English actor Ed Skrein (Game of Thrones) took to Twitter on Monday afternoon with a long and important message regarding his recent casting in the upcoming Hellboy reboot. When Skrein was announced for Captain Ben Daimio, the news was met with a wave of controversy. Yet another white actor playing an Asian-American character? Hollywood, please stop.
But in an unprecedented move, Skrein announced that he’s stepping down from the role.
— Ed Skrein (@edskrein) August 28, 2017
It’s a good move. Of course, there’s nothing stopping the casting director from picking another white dude to fill Ed Skrein’s shoes. However, the fact that he stepped down is still huge. Whitewashing is a gross phenomenon in film and TV that, frankly, can go die in a fire. Skrein’s decision to step down from Hellboy feels like a small step in the right direction, but something to celebrate nonetheless.
Netflix released its adaptation of Death Note last week after critics railed against its whitewashing for months. The film creators claimed race wasn’t a factor in casting, but transporting Japanese manga to the U.S. and then casting all white people is… not a good look.
When Scarlett Johansson was cast in Ghost In the Shell and the scriptwriters jumped through all kinds of hoops to make the choice seem “plot-relevant,” it just made Johansson’s casting seem even more racist. Hollywood Reporter asked four Japanese actresses their thoughts on the film and some of their responses are absolutely devastating.
And last year, when Tilda Swinton was cast as the Ancient One in Doctor Strange, she exchanged emails with Korean-American comedian and activist Margaret Cho, seemingly looking for absolution after taking the part. Had Swinton taken Ed Skrein’s route and simply stepped down, Cho might not have dragged her name through the mud.
Let’s not even talk about Iron Fist, since that’s a whole other mess.

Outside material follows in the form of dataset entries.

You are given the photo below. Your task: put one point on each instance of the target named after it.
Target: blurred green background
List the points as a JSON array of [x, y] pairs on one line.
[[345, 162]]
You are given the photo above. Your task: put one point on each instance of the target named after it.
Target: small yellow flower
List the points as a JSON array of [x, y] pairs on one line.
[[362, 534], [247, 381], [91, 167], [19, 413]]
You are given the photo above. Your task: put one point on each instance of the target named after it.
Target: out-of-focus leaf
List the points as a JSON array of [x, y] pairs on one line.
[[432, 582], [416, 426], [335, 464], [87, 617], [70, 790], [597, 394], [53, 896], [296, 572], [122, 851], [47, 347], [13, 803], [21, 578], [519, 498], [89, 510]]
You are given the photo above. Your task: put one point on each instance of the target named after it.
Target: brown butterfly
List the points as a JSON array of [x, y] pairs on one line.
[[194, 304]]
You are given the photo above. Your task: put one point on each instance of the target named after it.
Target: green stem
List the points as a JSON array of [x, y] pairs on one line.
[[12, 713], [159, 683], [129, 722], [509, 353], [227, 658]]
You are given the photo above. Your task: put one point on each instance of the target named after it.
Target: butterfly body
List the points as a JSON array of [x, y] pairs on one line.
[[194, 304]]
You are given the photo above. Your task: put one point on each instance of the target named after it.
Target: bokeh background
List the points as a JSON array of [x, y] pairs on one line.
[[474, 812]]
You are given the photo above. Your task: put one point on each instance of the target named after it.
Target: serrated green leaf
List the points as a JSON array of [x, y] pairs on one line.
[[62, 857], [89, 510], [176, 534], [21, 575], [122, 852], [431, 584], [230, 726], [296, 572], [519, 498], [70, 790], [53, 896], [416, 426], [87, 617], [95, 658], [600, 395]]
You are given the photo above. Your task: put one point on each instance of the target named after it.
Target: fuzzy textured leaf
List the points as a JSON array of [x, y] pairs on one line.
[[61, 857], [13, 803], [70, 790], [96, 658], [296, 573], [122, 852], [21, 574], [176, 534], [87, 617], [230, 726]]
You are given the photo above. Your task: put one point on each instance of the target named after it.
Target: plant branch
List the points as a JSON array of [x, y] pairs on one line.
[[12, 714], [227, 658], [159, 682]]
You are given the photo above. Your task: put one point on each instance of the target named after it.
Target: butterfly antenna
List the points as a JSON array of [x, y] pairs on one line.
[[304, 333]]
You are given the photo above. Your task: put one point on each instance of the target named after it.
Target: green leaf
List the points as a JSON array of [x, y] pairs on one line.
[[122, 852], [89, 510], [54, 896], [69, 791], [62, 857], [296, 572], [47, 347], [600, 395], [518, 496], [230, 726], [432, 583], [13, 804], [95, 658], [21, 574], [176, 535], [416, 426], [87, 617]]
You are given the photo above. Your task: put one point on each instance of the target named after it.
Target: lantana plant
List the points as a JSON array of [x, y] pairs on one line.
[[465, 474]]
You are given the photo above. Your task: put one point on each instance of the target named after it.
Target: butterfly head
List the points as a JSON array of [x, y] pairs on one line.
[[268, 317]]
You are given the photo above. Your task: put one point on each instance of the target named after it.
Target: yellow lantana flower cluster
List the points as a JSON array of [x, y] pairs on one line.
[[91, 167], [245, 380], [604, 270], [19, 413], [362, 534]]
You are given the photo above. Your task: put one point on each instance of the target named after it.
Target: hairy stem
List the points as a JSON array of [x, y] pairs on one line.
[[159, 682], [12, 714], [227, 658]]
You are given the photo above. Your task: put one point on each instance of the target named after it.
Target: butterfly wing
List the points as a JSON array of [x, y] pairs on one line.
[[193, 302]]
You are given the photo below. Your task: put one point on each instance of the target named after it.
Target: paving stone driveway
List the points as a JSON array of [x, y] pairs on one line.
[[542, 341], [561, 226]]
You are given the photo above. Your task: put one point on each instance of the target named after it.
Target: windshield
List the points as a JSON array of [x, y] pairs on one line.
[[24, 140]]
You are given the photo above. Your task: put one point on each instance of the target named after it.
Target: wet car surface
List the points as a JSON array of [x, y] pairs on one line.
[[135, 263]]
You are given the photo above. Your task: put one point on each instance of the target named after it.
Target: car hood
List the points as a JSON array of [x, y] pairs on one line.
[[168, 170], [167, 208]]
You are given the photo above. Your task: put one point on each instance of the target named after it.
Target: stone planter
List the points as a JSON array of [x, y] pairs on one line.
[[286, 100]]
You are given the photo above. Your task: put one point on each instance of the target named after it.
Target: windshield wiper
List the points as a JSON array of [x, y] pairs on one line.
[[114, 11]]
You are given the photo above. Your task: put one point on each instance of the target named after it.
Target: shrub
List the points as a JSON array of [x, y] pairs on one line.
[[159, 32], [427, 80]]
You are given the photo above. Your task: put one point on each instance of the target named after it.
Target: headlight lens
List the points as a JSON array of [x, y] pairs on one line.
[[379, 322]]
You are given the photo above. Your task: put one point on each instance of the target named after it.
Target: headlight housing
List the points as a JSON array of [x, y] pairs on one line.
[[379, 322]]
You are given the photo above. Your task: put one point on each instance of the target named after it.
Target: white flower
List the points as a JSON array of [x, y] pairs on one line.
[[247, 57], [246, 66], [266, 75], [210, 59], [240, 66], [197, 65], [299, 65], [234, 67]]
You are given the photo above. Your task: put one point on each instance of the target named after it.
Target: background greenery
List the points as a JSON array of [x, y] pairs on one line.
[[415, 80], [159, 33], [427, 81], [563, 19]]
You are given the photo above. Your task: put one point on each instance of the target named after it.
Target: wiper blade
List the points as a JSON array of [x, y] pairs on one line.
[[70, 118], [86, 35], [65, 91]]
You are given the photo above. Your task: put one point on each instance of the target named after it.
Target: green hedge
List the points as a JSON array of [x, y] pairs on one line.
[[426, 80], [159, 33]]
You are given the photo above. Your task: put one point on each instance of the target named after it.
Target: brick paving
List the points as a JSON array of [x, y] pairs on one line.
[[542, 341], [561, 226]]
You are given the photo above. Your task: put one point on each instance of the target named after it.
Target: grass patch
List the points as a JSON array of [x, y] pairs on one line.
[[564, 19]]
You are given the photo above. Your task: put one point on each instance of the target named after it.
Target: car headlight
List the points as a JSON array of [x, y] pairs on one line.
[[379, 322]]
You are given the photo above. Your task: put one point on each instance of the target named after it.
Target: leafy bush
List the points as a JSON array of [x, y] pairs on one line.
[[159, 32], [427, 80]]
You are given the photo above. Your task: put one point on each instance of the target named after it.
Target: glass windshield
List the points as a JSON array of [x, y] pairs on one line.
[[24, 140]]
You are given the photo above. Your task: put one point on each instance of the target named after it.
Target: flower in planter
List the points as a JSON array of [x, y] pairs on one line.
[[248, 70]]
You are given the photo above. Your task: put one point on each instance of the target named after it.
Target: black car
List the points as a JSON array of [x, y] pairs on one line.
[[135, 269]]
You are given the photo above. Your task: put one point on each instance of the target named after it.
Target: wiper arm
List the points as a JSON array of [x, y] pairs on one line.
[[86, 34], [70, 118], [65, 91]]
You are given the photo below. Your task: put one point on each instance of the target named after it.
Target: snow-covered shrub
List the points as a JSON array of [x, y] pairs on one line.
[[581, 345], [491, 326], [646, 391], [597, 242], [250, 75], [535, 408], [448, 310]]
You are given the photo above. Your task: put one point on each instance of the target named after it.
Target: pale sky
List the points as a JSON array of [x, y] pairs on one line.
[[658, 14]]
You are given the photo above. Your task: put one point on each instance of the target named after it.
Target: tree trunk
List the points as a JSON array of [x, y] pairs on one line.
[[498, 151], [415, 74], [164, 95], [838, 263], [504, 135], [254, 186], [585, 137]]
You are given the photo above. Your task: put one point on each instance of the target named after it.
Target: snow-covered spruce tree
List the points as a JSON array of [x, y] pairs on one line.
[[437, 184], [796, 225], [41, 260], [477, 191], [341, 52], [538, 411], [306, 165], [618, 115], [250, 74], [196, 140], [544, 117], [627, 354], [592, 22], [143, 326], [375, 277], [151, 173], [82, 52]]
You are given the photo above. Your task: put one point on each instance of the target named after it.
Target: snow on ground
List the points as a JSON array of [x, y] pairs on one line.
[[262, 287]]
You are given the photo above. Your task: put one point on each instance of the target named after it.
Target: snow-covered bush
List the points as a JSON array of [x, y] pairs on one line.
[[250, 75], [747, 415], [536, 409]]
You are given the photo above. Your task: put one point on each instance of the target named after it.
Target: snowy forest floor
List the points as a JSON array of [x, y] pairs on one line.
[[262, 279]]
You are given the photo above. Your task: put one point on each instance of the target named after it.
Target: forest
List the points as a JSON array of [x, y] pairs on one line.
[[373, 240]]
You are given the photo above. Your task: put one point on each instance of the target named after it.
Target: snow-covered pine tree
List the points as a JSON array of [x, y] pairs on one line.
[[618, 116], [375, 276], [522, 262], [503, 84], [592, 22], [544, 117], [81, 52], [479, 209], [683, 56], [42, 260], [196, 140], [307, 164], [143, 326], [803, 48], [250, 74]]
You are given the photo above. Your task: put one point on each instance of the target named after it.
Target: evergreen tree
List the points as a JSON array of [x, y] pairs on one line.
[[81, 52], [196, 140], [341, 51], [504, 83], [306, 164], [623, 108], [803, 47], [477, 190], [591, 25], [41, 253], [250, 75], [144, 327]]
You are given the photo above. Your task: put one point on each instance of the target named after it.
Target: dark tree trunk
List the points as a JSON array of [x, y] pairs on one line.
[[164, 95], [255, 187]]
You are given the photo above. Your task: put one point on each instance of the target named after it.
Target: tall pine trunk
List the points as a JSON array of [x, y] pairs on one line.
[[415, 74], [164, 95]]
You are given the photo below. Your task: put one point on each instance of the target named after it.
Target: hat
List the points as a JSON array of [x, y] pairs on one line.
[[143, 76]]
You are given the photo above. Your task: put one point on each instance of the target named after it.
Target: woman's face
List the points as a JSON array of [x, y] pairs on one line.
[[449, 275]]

Now, consider: all of that is just in the last two years. Remember the live action Avatar: The Last Airbender? What about Speed Racer or DragonBall: The Last Evolution? What about the blatant yellowface in Cloud Atlas? This is a persistent and disturbing trend. Not only do these movies not sell, they are mired in controversy and no one in Hollywood ever seems to think, “Hmm. Maybe we should try a different approach.” Say, for example, casting Japanese actors to play Japanese roles?
Certainly, it’s not just on actors to take responsibility. Skrein stepping down from Hellboy is worthy of praise, but why did the casting director choose a white man in the first place? Were there no Japanese actors available the day of auditions? I doubt it.
What’s more likely is that Ed Skrein was cast because he’s white. Captain Ben Daimio can only control the demon inside him through a mystical shaman. But sure, let’s cast an attractive white guy who’s pretty popular on the racially-messy Game of Thrones. Let’s ignore Daimio’s entire cultural heritage. After all, Marvel did it with Doctor Strange and that made $677.7 million at the box office. Hellboy can survive the controversy. Hellboy is a Dark Horse staple.
The only way whitewashing is ever going to be taken seriously as a critique — and hopefully, eventually, eliminated completely — is if more people like Ed Skrein either a) don’t go for roles that aren’t for them or b) refuse these roles if they’re offered. Allies are important. And the steady erasure of Asian characters on screen won’t stop unless everyone — including the white people Hollywood is so desperate to center — steps the fuck up and says, “Enough is enough.”